If Murphy’s Law didn’t already exist, they would have had to invent it to help explain what has happened to the financial sector over the past six months or so. Over the years there have been many proverbs or sayings predicting the inevitability of disasters.
However, it fell to one Edward Aloysius Murphy Jr. around 1949, whilst working on a series of rocket experiments, to refine it into the Law that bears his name stating that "If there's more than one way to do a job, and one of those ways will result in disaster,
then somebody will do it that way.” Over the subsequent sixty years it has been remodelled through common usage to be closer to “if something can possibly go wrong, it will”. However, what Murphy was keen to promote were the principles of defensive design,
for example that one should always assume worst-case scenarios, rather than simply saying disaster was inevitable. So what practical lessons can we learn from this original version of his law given the current market conditions?
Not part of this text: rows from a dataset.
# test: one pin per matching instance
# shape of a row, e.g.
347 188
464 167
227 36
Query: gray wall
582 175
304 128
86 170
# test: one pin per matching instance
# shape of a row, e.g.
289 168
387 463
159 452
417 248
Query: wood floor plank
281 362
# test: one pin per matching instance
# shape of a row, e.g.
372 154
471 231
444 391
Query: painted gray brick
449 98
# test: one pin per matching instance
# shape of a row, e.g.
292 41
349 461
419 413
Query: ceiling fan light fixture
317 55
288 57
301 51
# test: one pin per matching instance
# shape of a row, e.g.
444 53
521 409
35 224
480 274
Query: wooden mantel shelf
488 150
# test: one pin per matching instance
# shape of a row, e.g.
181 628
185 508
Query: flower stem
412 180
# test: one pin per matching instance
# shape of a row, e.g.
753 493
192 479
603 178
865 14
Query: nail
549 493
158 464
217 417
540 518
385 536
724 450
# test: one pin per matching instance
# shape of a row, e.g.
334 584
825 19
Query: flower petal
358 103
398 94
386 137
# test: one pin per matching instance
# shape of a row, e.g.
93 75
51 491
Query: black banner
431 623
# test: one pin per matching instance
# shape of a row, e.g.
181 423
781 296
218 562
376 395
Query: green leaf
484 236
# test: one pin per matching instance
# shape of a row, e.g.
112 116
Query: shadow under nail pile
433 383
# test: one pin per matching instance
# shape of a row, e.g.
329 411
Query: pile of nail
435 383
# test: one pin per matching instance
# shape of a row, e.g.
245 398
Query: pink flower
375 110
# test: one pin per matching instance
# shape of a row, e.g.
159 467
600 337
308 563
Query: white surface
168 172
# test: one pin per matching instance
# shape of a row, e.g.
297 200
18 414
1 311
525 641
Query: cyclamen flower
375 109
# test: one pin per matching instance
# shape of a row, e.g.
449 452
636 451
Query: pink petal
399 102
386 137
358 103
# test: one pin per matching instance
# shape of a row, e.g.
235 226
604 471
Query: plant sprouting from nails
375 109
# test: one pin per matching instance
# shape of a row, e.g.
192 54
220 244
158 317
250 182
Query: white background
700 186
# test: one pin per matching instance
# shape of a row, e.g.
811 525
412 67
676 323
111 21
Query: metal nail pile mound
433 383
Well, it is not a time to cut corners on
project or programme management, no matter how tempting it is to see this as a prime area for cost reduction and using fewer, less experienced staff. For example, experience is needed to build scenario analysis (including those worst cases) and mitigation
into your risk analysis, and also to follow rigorous issue management and realistic risk based testing regimes for major projects. Take the launch of Terminal 5 as a well publicised example, outside of finance, that shows what can go wrong if this is not done.
Also build flexibility into your projects as it is also inevitable that the regulatory regime will change during implementation and, let’s face it, most of your projects this year will have a heavy regulatory influence.
So in conclusion, it is better to do fewer projects, but do them well with experienced staff, rather than attempt more projects with cheaper resources. As Murphy tells us, poor project management and design is simply courting disaster.